Biliyorsunuz CHP kurduğu 6’lı masaya çantada keklik gördüğü bunları almaya tenezzül dahi etmemiş, masanın altında onları tutma yoluna gitmişti. Bunlar da masa altında kalmış olmanın mahcubiyetiyle gidip İstanbul’da adı sanı bilinmeyen bir grup marjinal partiyle güya ittifak kurmuşlar. İttifak kurdukları parti tabelalı örgütlerin söylemlerinin ne sizlerle, ne de bu ülkenin vatanına, milletine, değerlerine bağlı herhangi bir vatandaşıyla en ufak ilgisi yoktur. Tam tersine, değerli kardeşlerim; ne diyor şair: “Beden ölür, çürür, cana bakın siz. Kim kiminle yürür, ona bakın siz.” Evet, kimin kiminle yürüdüğünü hep beraber görüyoruz. Bunun için biz hep yaptığımız gibi tercihimizi haktan, hakikatten, adaletten yana yaparak yolumuza devam ediyoruz.
Ülkemizin önündeki taşları, dikenleri, tuzakları temizlemeye, milletimizin birliğini ve beraberliğini güçlendirmeye yönelik reformları kararlılıkla sürdürüyoruz. Diyarbakır başta olmak üzere, ülkemizin her karış toprağına hakim kıldığımız huzur ve güven ikliminin kalkınma, üretim, istidam azminin önüne kimsenin çıkmasına izin vermeyeceğiz. Türkiye’nin dünkü demokratik ve ekonomik sorunlarını nasıl biz çözdüysek, bundan sonraki her meselesini de yine biz çözeceğiz. Diyarbakır bizimle olduğu müddetçe Allah’ın izniyle önümüzde duracak güç, bizi engelleyecek kimse tanımıyoruz.
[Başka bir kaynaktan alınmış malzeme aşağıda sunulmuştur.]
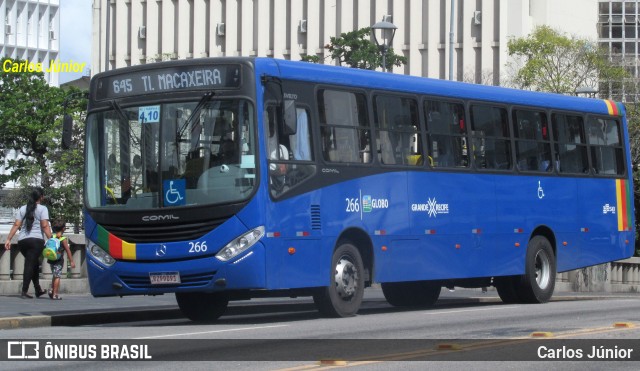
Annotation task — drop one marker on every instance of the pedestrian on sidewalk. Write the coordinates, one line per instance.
(58, 227)
(32, 220)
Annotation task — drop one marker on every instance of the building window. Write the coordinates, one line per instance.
(343, 124)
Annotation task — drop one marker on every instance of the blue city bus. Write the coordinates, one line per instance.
(225, 179)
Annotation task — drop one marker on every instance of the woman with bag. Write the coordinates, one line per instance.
(32, 220)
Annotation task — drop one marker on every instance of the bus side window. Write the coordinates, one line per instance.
(570, 144)
(533, 145)
(607, 155)
(447, 134)
(343, 125)
(301, 140)
(396, 121)
(491, 143)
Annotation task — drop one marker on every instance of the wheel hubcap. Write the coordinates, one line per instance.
(543, 270)
(346, 278)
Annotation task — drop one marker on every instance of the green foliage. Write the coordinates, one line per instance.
(355, 49)
(548, 60)
(31, 115)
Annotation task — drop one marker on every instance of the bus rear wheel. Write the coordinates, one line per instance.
(539, 278)
(343, 297)
(416, 293)
(201, 306)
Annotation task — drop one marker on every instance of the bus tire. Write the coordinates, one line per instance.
(416, 293)
(201, 306)
(539, 278)
(343, 297)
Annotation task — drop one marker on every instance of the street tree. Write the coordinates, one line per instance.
(31, 114)
(355, 49)
(548, 60)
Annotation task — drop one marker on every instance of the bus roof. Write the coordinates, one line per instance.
(319, 73)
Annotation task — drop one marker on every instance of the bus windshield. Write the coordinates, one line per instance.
(171, 154)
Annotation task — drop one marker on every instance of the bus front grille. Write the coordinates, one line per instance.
(191, 280)
(164, 232)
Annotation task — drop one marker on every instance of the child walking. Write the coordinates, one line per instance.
(58, 227)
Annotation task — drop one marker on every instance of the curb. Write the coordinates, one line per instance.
(76, 318)
(9, 323)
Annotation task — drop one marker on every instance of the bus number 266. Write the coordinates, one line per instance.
(353, 205)
(196, 247)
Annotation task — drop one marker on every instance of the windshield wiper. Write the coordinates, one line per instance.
(196, 111)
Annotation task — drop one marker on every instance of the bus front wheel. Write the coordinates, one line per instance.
(201, 306)
(343, 296)
(539, 278)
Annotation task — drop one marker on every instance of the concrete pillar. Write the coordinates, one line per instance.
(5, 264)
(78, 259)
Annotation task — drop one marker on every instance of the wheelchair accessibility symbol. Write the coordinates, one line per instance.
(174, 192)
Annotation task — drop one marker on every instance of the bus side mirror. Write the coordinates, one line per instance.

Şimdi buradan öyle bir ses verin ki, Kandil’den Brüksel’e kadar her yerden duyulsun; hazır mısınız? Şöyle arka tarafları da görüyorum, hazır mısınız? Dostlarımızın kalbi sevinçle, düşmanlarımızı yüreği korkuyla dolsun. Hazırız değil mi? Diyarbakır, Türkiye yüzyılını birlikte inşa etmeye hazır mıyız?
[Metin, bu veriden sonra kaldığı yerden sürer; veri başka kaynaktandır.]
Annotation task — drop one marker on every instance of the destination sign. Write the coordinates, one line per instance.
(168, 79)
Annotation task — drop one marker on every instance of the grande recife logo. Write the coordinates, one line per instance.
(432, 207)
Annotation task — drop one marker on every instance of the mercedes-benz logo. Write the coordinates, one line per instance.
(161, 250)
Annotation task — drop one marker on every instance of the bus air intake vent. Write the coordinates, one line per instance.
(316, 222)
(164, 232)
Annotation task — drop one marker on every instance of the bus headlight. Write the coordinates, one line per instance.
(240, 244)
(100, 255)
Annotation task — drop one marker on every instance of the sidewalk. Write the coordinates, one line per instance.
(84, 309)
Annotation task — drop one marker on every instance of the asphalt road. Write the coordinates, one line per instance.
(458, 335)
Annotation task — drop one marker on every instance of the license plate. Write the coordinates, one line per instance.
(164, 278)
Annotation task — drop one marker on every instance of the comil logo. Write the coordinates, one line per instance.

Diyarbakır, 2023’te güvenli, huzurlu, müreffeh Türkiye için seferber olmaya hazır mıyız?
Diyarbakır, evlatlarımıza bırakacağımız en değerli miras olan 2053 vizyonuna sahip çıkmaya hazır mıyız?
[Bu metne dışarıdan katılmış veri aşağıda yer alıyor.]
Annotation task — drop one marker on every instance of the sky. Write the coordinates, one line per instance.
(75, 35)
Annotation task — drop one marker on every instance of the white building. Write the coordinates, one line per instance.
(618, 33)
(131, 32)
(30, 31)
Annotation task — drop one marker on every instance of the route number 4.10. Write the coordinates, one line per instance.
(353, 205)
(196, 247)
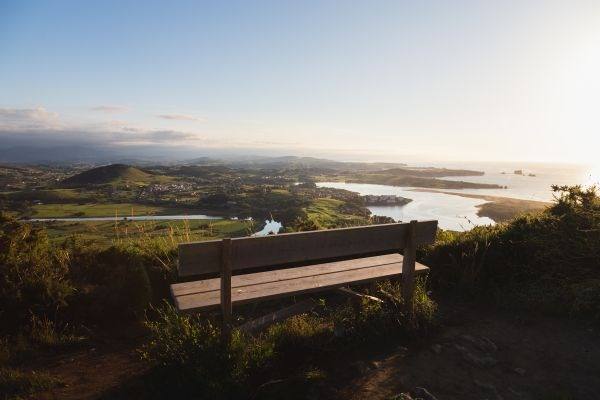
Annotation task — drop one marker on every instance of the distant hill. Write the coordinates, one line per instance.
(294, 162)
(114, 173)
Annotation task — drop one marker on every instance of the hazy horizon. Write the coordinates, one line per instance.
(378, 81)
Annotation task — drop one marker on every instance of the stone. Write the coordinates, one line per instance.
(482, 343)
(475, 360)
(488, 387)
(424, 394)
(436, 348)
(375, 364)
(402, 396)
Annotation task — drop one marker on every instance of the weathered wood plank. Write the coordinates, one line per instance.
(354, 294)
(204, 257)
(408, 275)
(300, 285)
(206, 285)
(225, 289)
(265, 321)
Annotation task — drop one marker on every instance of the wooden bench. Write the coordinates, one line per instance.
(296, 263)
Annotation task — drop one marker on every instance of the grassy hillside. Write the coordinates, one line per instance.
(111, 174)
(549, 261)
Diyarbakır, Türkiye düşmanlarının heveslerini bir kez daha kursaklarında bırakmaya hazır mıyız? Maşallah, Barek Allah.
Diyarbakır yanımızda olduğu müddetçe karşımızda duracak kimse tanımıyorum.
Evet, şimdi birlikte ellerimizi şöyle kaldıralım, tüm Türkiye bunu görsün. Tek millet… Tek bayrak… Tek vatan… Tek devlet… Bir olacağız… İri olacağız… Diri olacağız… Kardeş olacağız… Hep birlikte Türkiye olacağız…
Rabbim hepinizden razı olsun. Bu duygularla açılışını yaptığımız eser ve hizmetlerin bir kez daha şehrimize hayırlı olmasını diliyorum. Bu eserleri şehrimize kazandıran herkesi tekrar tebrik ediyorum.
Sizleri sevgiyle, saygıyla selamlıyorum.